Tools: Read, Write, Bash, Glob, Grep

Environment: No API keys required (operates on CSV metrics files)

Python Packages:

pip install pandas matplotlib

Required CSV Format: CSV files must contain columns: model, MASE, sMAPE

Instructions

Step 1: Prepare metrics data

Ensure you have two CSV files containing forecast metrics:

  • Historical metrics CSV (baseline performance)
  • Current metrics CSV (recent performance to validate)

Each CSV must have columns: model, MASE, sMAPE

Example format:

model,MASE,sMAPE
model_A,1.2,0.15
model_B,0.8,0.10

Step 2: Set validation thresholds

Configure acceptable deviation thresholds for MASE and sMAPE metrics. Default thresholds are 0.2 (20% increase), but these can be adjusted based on business requirements and model characteristics.

Recommended thresholds:

  • Conservative: 0.1 (10% increase triggers alert)
  • Standard: 0.2 (20% increase triggers alert)
  • Lenient: 0.3 (30% increase triggers alert)

Step 3: Execute validation

Run the validation script to compare current metrics against historical benchmarks:

python {baseDir}/scripts/validate_forecast.py \
  --historical historical_metrics.csv \
  --current current_metrics.csv \
  --mase_threshold 0.2 \
  --smape_threshold 0.2

The script performs:

  1. Loads historical and current metrics from CSV files
  2. Calculates percentage increase for each metric per model
  3. Compares increases against configured thresholds
  4. Generates validation report, comparison CSV, alert log, and visualization

Step 4: Review validation outputs

Analyze the generated outputs to identify forecast quality issues:

  • Read validation_report.txt for summary of findings
  • Check alert.log for models requiring immediate attention
  • Review metrics_comparison.csv for detailed metric changes
  • Examine metrics_visualization.png for visual comparison

If degradation is detected, investigate potential causes such as data quality changes, concept drift, or model staleness.

Output

The validation process generates four output files:

  1. validation_report.txt: Summary report indicating which models show significant degradation and overall validation status
  2. metrics_comparison.csv: Side-by-side comparison of historical vs current metrics for all models
  3. alert.log: Alert messages for models exceeding degradation thresholds
  4. metrics_visualization.png: Bar chart visualization comparing historical and current MASE and sMAPE values

Error Handling

Common errors and solutions:

  1. Missing required metrics column (MASE or sMAPE)

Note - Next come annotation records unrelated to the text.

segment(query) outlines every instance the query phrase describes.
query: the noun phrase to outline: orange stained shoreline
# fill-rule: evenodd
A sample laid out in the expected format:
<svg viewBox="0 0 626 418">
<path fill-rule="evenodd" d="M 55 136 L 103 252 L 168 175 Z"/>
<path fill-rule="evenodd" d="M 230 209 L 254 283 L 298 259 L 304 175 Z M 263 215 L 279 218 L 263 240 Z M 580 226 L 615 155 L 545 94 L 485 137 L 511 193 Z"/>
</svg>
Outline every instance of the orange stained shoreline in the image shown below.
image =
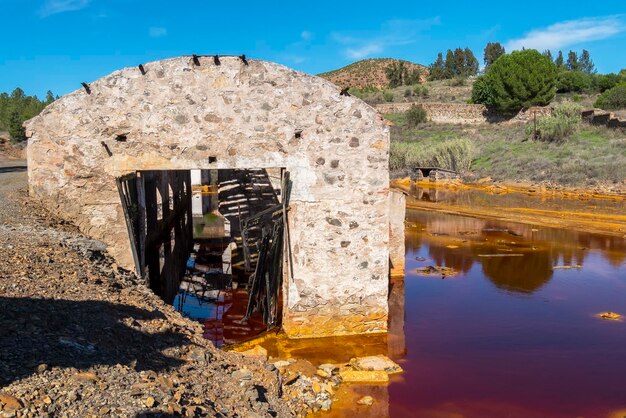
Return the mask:
<svg viewBox="0 0 626 418">
<path fill-rule="evenodd" d="M 411 182 L 408 179 L 393 182 L 396 187 L 409 190 L 412 185 L 434 190 L 475 190 L 488 194 L 524 193 L 537 197 L 556 197 L 563 200 L 587 201 L 591 199 L 607 199 L 614 202 L 624 202 L 624 214 L 598 213 L 593 205 L 587 211 L 570 211 L 554 209 L 538 209 L 529 207 L 508 207 L 493 204 L 490 206 L 466 206 L 451 204 L 445 201 L 429 202 L 417 199 L 407 200 L 407 209 L 426 209 L 453 215 L 466 215 L 480 218 L 497 219 L 501 221 L 521 222 L 533 225 L 571 228 L 579 231 L 624 236 L 626 234 L 626 196 L 602 195 L 584 192 L 557 192 L 544 191 L 537 188 L 511 188 L 493 185 L 465 184 L 460 182 Z M 532 190 L 532 191 L 531 191 Z M 566 203 L 566 202 L 565 202 Z"/>
</svg>

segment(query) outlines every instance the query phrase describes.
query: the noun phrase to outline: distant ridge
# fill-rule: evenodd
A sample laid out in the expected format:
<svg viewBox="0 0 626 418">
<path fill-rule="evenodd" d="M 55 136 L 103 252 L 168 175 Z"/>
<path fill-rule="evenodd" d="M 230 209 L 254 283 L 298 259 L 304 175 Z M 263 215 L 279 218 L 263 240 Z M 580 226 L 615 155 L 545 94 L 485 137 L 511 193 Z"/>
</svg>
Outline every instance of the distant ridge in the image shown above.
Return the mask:
<svg viewBox="0 0 626 418">
<path fill-rule="evenodd" d="M 426 81 L 428 74 L 427 67 L 394 58 L 370 58 L 361 60 L 337 70 L 318 74 L 318 76 L 325 78 L 341 88 L 374 87 L 377 89 L 385 89 L 389 87 L 389 79 L 387 78 L 385 70 L 398 62 L 403 62 L 410 71 L 419 69 L 422 74 L 422 82 Z"/>
</svg>

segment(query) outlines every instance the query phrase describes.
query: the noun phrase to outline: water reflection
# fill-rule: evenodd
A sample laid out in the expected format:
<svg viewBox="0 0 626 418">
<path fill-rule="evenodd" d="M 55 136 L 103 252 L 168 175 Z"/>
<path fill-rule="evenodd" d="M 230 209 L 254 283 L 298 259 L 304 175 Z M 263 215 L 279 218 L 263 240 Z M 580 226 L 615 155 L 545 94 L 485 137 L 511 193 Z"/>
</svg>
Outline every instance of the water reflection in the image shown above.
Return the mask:
<svg viewBox="0 0 626 418">
<path fill-rule="evenodd" d="M 435 212 L 409 210 L 407 250 L 428 246 L 424 264 L 468 273 L 476 263 L 498 288 L 532 293 L 553 275 L 553 266 L 585 264 L 600 251 L 613 266 L 626 260 L 626 240 L 585 232 L 539 228 Z M 458 247 L 458 248 L 450 248 Z"/>
</svg>

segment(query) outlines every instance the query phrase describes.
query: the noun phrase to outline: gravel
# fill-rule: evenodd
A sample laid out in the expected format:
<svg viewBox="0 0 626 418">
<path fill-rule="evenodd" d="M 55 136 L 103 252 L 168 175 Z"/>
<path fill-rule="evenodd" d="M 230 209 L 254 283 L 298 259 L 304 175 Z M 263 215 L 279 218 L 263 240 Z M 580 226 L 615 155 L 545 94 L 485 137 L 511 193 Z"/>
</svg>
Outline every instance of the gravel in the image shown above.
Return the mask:
<svg viewBox="0 0 626 418">
<path fill-rule="evenodd" d="M 216 349 L 30 200 L 24 166 L 0 156 L 0 417 L 303 414 L 300 384 L 281 399 L 275 367 Z"/>
</svg>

    • Ensure input CSV files contain columns named exactly MASE and sMAPE (case-sensitive)
    • Verify column headers match expected format
  2. Invalid threshold value

    • Provide positive numerical values for --mase_threshold and --smape_threshold
    • Thresholds represent percentage increase (0.2 = 20%)
  3. Historical data unavailable

    • Verify path to historical metrics CSV file is correct
    • Ensure file exists and is readable
    • Check file format matches required CSV structure
  4. File not found error

    • Verify both --historical and --current file paths are correct
    • Use absolute paths if relative paths fail
    • Check file permissions
  5. Empty DataFrame error

    • Ensure CSV files are not empty
    • Verify CSV files contain data rows beyond the header
    • Check for proper CSV formatting (commas as delimiters)

Examples

Example 1: Significant MASE degradation detected

Input (historical_metrics.csv):

model,MASE,sMAPE
model_A,1.2,0.15

Input (current_metrics.csv):

model,MASE,sMAPE
model_A,1.8,0.18

Command:

python scripts/validate_forecast.py --historical historical_metrics.csv --current current_metrics.csv

Output (validation_report.txt):

WARNING: Significant increase in MASE detected for model model_A.

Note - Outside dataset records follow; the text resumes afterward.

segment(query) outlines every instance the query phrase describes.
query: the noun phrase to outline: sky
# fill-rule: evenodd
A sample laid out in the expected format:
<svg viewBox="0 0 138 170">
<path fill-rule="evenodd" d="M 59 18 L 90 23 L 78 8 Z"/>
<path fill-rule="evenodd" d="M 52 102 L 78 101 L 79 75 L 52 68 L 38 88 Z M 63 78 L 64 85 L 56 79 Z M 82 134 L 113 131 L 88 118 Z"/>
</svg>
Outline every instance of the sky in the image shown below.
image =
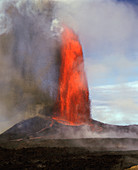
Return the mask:
<svg viewBox="0 0 138 170">
<path fill-rule="evenodd" d="M 92 118 L 138 124 L 138 1 L 66 2 L 83 47 Z"/>
<path fill-rule="evenodd" d="M 41 2 L 44 1 L 47 0 L 42 0 Z M 137 1 L 56 1 L 59 1 L 59 4 L 55 8 L 55 18 L 53 19 L 58 19 L 61 23 L 73 28 L 82 44 L 91 99 L 91 117 L 95 120 L 115 125 L 138 124 Z M 35 56 L 31 63 L 32 65 L 29 67 L 35 69 L 36 77 L 39 77 L 40 73 L 42 73 L 41 68 L 51 68 L 50 72 L 53 72 L 53 65 L 50 64 L 49 66 L 49 63 L 46 63 L 48 61 L 52 63 L 53 58 L 47 58 L 48 60 L 45 61 L 46 51 L 49 51 L 48 56 L 51 55 L 51 51 L 47 50 L 51 44 L 49 43 L 46 48 L 43 46 L 43 42 L 46 42 L 44 35 L 49 33 L 46 28 L 50 23 L 45 23 L 43 15 L 41 17 L 41 15 L 37 16 L 37 14 L 33 13 L 33 8 L 30 8 L 27 3 L 29 2 L 28 0 L 0 0 L 0 4 L 2 2 L 5 4 L 7 2 L 7 4 L 17 2 L 16 7 L 19 8 L 21 15 L 24 15 L 23 17 L 14 18 L 15 28 L 19 27 L 17 32 L 19 31 L 20 33 L 20 30 L 22 30 L 22 35 L 18 35 L 19 39 L 23 40 L 22 43 L 18 44 L 19 54 L 23 56 L 27 53 L 28 56 Z M 23 2 L 25 2 L 26 6 L 22 5 Z M 37 4 L 40 0 L 35 0 L 35 2 Z M 27 10 L 25 11 L 23 8 L 27 8 Z M 38 8 L 40 8 L 40 5 Z M 32 16 L 35 16 L 35 19 Z M 27 17 L 29 19 L 27 19 L 26 25 L 23 25 L 22 23 Z M 6 21 L 4 24 L 3 20 Z M 30 35 L 29 31 L 27 31 L 31 27 L 29 22 L 35 25 L 35 33 L 41 32 L 42 34 L 36 37 L 36 41 L 27 41 L 26 43 L 26 39 L 29 40 L 28 35 Z M 10 32 L 11 29 L 11 19 L 8 19 L 8 15 L 4 16 L 1 10 L 0 35 Z M 27 52 L 24 53 L 24 51 Z M 6 60 L 6 57 L 4 60 Z M 30 58 L 27 61 L 30 61 Z M 4 69 L 2 65 L 1 68 L 0 75 L 3 75 Z M 41 82 L 44 82 L 45 88 L 47 81 L 45 81 L 43 73 L 42 75 Z M 53 75 L 54 73 L 52 76 L 50 73 L 47 76 L 48 78 L 54 78 Z M 6 79 L 8 76 L 3 77 Z M 54 80 L 50 78 L 49 82 L 54 82 Z M 47 85 L 49 86 L 49 84 Z M 0 103 L 0 132 L 23 119 L 22 113 L 18 114 L 16 112 L 14 114 L 11 112 L 7 115 L 6 112 L 4 105 Z"/>
<path fill-rule="evenodd" d="M 123 2 L 122 7 L 108 4 L 106 12 L 99 9 L 101 23 L 95 27 L 101 37 L 92 37 L 99 38 L 98 45 L 84 46 L 92 117 L 116 125 L 138 124 L 138 17 L 136 1 L 128 2 L 128 8 Z"/>
</svg>

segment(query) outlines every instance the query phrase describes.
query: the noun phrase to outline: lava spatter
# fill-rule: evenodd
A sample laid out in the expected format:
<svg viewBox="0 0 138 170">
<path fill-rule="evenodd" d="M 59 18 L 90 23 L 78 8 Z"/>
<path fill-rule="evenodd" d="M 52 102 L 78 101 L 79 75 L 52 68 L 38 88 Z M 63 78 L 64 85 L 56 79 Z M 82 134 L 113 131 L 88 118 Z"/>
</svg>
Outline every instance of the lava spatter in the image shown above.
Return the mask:
<svg viewBox="0 0 138 170">
<path fill-rule="evenodd" d="M 82 47 L 74 31 L 64 26 L 56 114 L 53 119 L 80 125 L 90 119 L 90 100 Z"/>
</svg>

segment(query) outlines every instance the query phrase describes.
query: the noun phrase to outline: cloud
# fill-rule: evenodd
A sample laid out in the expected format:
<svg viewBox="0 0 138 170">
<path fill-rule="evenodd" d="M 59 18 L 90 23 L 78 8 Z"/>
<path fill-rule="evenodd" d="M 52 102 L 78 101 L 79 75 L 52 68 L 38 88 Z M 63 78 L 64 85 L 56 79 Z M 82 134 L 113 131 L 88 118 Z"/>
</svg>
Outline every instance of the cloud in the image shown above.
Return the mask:
<svg viewBox="0 0 138 170">
<path fill-rule="evenodd" d="M 92 117 L 110 124 L 138 124 L 138 82 L 91 88 Z"/>
</svg>

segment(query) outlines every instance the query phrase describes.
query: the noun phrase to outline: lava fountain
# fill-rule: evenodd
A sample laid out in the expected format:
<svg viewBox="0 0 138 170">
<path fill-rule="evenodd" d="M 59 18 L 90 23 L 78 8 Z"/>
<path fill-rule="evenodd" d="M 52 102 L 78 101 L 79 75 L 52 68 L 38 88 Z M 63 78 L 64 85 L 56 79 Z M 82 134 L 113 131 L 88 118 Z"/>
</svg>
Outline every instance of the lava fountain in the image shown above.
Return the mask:
<svg viewBox="0 0 138 170">
<path fill-rule="evenodd" d="M 53 119 L 69 125 L 84 124 L 90 120 L 90 100 L 82 47 L 78 36 L 66 26 L 61 42 L 59 89 Z"/>
</svg>

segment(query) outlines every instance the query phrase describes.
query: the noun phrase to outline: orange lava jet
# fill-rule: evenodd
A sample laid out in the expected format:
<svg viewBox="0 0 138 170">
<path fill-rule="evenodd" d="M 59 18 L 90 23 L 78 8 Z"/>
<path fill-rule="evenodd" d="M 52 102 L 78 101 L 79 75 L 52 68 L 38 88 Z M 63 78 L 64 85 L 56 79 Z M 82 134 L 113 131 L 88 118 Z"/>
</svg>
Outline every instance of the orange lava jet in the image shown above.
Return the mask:
<svg viewBox="0 0 138 170">
<path fill-rule="evenodd" d="M 66 125 L 81 125 L 90 120 L 90 100 L 82 47 L 72 29 L 61 35 L 61 66 L 56 113 L 53 119 Z"/>
</svg>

Interpretation: Model A shows 50% increase in MASE (from 1.2 to 1.8), exceeding the default 20% threshold. This indicates forecast quality degradation requiring investigation.

Example 2: Stable performance, no alerts

Input (historical_metrics.csv):

model,MASE,sMAPE
model_B,0.8,0.10

Input (current_metrics.csv):

model,MASE,sMAPE
model_B,0.85,0.11

Command:

python scripts/validate_forecast.py --historical historical_metrics.csv --current current_metrics.csv

Output (validation_report.txt):

Forecast validation passed. No significant degradation detected.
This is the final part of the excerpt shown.